20 mai – 17 jun 2023

  • Antes da arte, Artur Barrio desejou ser arqueólogo submarino.

    Hoje, o artista vive em um barco sobre as águas da Baía de Guanabara e produz de forma solitária. Esquematiza em diversos papéis a possibilidade de uma ideia, que não necessariamente será seguida; tais papéis, no entanto, acompanham-no na realização de cada trabalho. Produz diretamente nos espaços expositivos, sem espectadores.

    Possibilita, dessa forma, acessar a reclusão tal qual o homem de Lascaux ou da Caverna de Cosquer, podendo, assim, produzir de forma que as noções de consciência e inconsciência deixam de fazer sentido.
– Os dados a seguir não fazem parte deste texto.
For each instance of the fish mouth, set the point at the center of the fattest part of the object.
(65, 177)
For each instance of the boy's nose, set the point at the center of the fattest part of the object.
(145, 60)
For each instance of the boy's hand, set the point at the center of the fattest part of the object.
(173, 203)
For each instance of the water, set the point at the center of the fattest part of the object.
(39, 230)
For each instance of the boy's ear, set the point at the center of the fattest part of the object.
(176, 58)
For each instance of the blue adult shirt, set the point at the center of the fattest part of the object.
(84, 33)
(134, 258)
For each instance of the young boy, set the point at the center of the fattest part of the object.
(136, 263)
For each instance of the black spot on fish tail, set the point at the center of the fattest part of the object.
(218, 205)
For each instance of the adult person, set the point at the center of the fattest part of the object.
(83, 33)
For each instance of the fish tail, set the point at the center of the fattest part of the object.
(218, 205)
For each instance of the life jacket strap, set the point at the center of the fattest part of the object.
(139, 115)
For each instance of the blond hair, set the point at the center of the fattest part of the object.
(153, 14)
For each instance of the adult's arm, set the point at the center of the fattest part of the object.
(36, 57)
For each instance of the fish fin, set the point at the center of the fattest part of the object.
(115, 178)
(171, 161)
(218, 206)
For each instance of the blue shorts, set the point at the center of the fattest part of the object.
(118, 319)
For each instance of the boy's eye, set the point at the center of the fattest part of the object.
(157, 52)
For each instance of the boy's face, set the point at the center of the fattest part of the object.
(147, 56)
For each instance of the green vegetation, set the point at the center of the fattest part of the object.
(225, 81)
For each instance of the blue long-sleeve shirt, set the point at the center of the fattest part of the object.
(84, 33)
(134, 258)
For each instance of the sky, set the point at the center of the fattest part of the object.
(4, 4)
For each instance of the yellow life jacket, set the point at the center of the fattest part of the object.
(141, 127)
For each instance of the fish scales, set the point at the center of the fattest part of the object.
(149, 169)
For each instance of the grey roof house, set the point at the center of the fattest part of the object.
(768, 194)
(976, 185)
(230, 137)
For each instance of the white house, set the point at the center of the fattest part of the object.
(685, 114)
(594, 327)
Ao mesmo tempo, com o experiente olhar de quem estuda a vida em sociedade, produz para apresentar ao público. Dispensa o valor de culto do homem primitivo e esgarça o campo do possível na arte contemporânea. Ainda que as sensações sejam reais, acessar o seu trabalho pode ser uma experiência quase onírica, surreal.

    “Em meu trabalho, as coisas não são indicadas (apresentadas), mas sim vividas, e é necessário que se dê um mergulho, que se o mergulhe/manipule, e isso é mergulhar em si”, escreve Barrio no texto “Lama/carne esgoto”, de 1970.

    Aos 78 anos, o artista segue defendendo a experiência através da arte. Sua linguagem se faz no tempo. Sua produção se reinventa a cada nova situação criada.

    Para a Central Galeria, Barrio produz um monólogo cujo procedimento de elaboração, pela primeira vez, será realizado ao lado dos trabalhadores da galeria. Enquanto Barrio trabalha construindo a exposição, a equipe seguirá em seu trabalho cotidiano de escritório. Segundo o artista, ainda que seja definida uma linha invisível a separar os afazeres de equipe e artista, o processo não deixa de criar uma relação entre as partes pelo estorvo mútuo. O artista pretende ainda colocar em cena pó de café, luz baixa e um texto-lamento, transformando a galeria na caverna de um intelectual que deixa os rastros do gesto selvagem do laboro sobre uma pobre mesa e pelas paredes escritas à exaustão.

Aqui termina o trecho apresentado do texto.